On defense, Brown told media that Josh Chandler and Jared Bartlett both developed well in the off-season. He mentioned that Alonzo Addae was very active around the ball. Brown added that the safeties showed better coverage, allowing the defense to run multiple looks. For the new transfers, Brown thought Bryce Brand looked sharp. He also observed that Arizona transfer Scottie Young made several plays during the week. Brown likes Young’s leadership, saying he “plays with a lot of feel.”
Over the week, the Mountaineers also added prized senior linebacker transfer Tony Fields from Arizona. Fields should shore up a unit somewhat lacking in depth with solid veteran leadership. Fields started three seasons at Arizona, recording 287 tackles (17 for loss), eight-and-a-half sacks, and two interceptions.
Big 12 Ready to Play
Meanwhile, the Mountaineers’ hopes to play the 2020 season received a boost when the conference announced its intent to play. The Mountaineers begin their season at home against Eastern Kentucky on September 12. Eastern Kentucky, however, must clear WVU’s COVID protocols first. Whether they can remains in question as they faced controversy concerning their safety measures earlier this summer.
Then, conference play begins on September 26 with a trip to face the Cowboys. The Mountaineers, who fought hard against the Cowboys last season, look to put their five-game losing streak to Oklahoma State behind them. That challenge may hinge on whether and how much the offensive line improved over the offseason.

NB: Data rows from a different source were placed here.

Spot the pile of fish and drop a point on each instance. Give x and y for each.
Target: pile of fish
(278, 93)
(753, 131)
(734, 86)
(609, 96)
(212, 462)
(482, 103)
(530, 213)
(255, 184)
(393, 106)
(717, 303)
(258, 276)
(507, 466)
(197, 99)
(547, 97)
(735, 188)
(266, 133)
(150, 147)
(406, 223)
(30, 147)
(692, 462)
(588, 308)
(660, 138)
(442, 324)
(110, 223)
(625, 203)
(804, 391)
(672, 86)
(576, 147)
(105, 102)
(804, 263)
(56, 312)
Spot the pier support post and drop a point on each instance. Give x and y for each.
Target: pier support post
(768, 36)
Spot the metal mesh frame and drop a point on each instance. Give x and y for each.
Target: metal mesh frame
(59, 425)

Still, questions remain for the Mountaineers. How will the return of students to campus impact the team’s COVID numbers? Will nationwide trends compel a shutdown? How much pressure will the Big Ten and Pac 12 exert on the other three Power Five conferences to delay or forego the season? If the Big 12 does play, will the decision by those two conferences cause some unexpected transfers? If so, would Brown disrupt his locker room to add a star or two at positions of need? Can the Mountaineers meet their goal of becoming the most improved team in the country? Like many other nationwide questions over the last five months, we anxiously await the answers.